The IDC Wearable Device Tracker forecasts shipments of 124.9 million wearables by the end of 2018, up 8.2% over 2017. In four years this will be 199.8 million per year.

In the past basic lower-cost wearables – fitness bands – have enjoyed growth. But advances in smartwatch functionality, IP ratings, a huge range of devices and costs have made fitness bands less desirable.

Ramon Llamas, research director for IDC Wearable Device Tracker team, said, “The smartwatches of 2022, even 2020, will make today’s smartwatches seem quaint.”

“Health and fitness is a strong start. But when you include cellular connectivity; integration with other Internet of Things (IoT) devices and systems; and how smartwatches can enable greater efficiencies, the smartwatch market is heading for steady growth in the years to come,” he added.

Jitesh Ubrani senior research analyst for IDC Wearable Device Tracker, said, “We expect the shift in consumer preferences towards smartwatches to continue. Apple will undoubtedly lead in this category. But Google and its partners deserve watching too.”
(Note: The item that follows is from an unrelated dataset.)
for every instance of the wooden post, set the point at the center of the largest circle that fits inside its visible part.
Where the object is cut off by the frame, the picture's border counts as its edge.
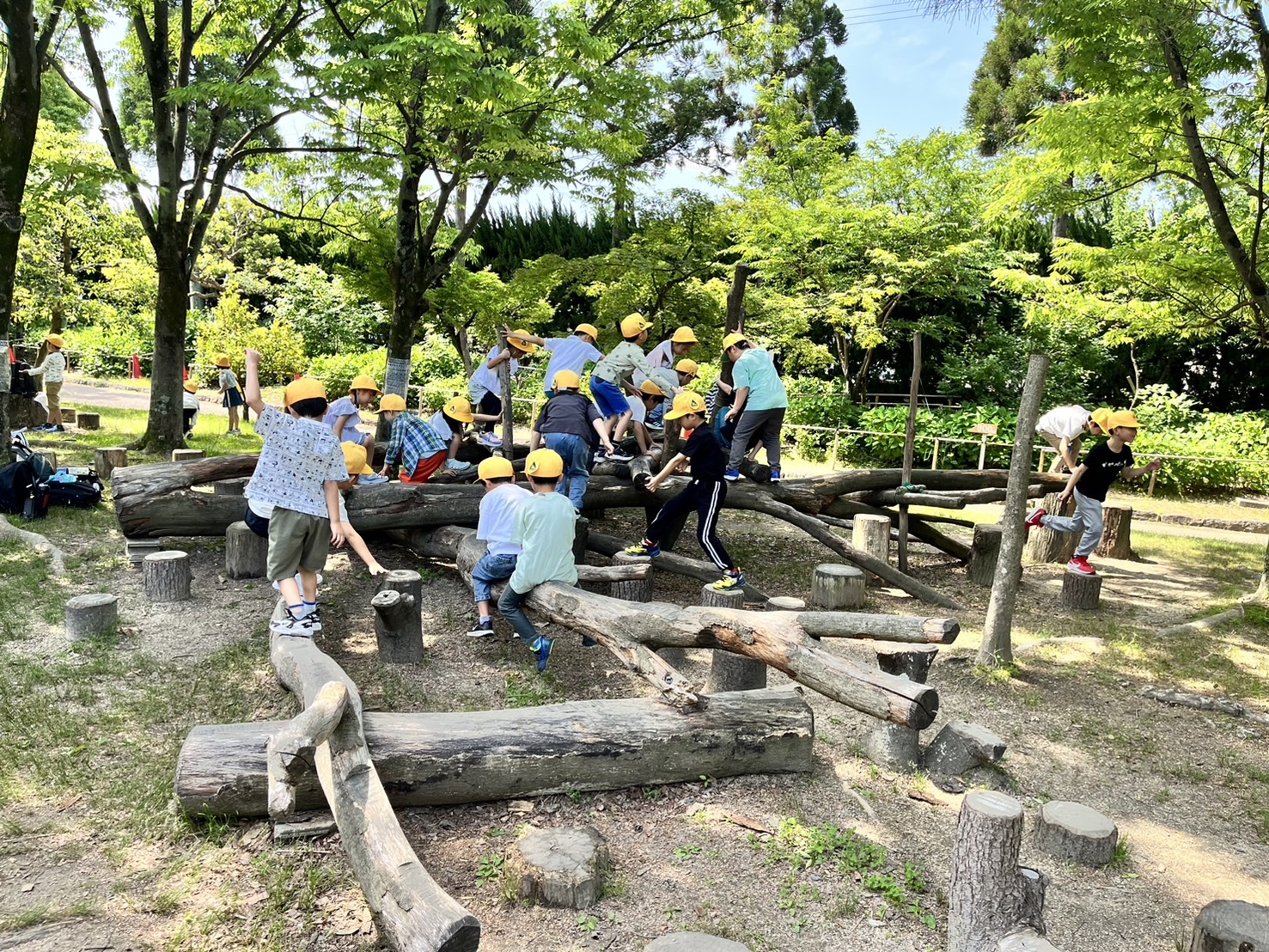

Ubrani was referring to Google’s WearOS (replacing Android Wear)

It is a real contender for Apple’s watchOS as it can act standalone or paired to a smartphone.
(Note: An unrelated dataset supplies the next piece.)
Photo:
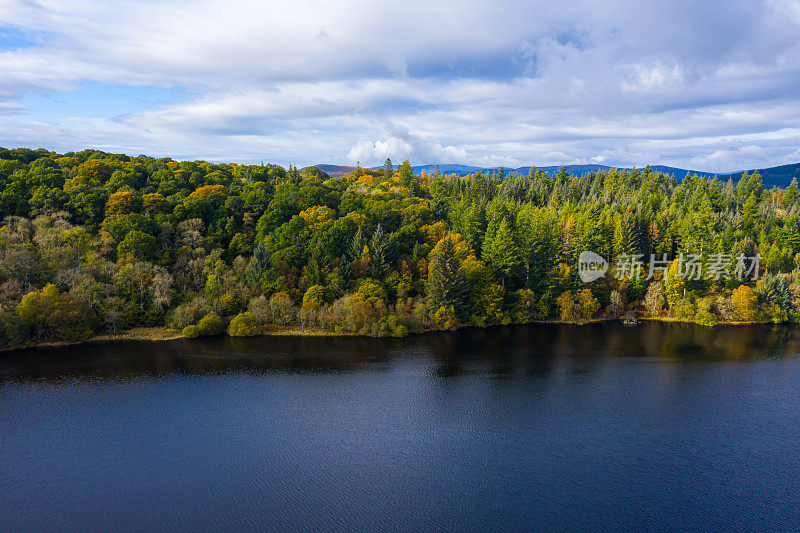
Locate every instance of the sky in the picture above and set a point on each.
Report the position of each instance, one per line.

  • The rapid development of this new open source OS
  • Tight integration with Google Assistant, Phone, Messaging Calendar, Gmail, Pay
  • Apps from Uber to Maps
  • Chromecast
  • Lifestyle and fitness apps and integrated heart rate, GPS and third-party sensors
  • Play Music, Pandora, iHeartRadio
  • Works on Android and iOS
  • Partners include Asus, Broadcom, Casio, Diesel, Fossil, Gc, Hugo Boss, HTC, Huawei , Intel, Imagination Technologies, Kate Spade, LG, Louis Vuitton, Misfit, Michael Kors, MediaTek, Montblanc, Mobvoi, Motorola, Nixon, New Balance, Polar , Qualcomm, Samsung, Skagen, Swatch, TAG Heuer, Tommy Hilfiger, Xiamoi, and ZTE
  • The release of dedicated new silicon from Qualcomm
  • Works equally well on iOS or Android

Interestingly open-source Android-based watches will be WearOS’ closest competitor. Vendors can highly customise it, and it gets over the lack of Google services in China.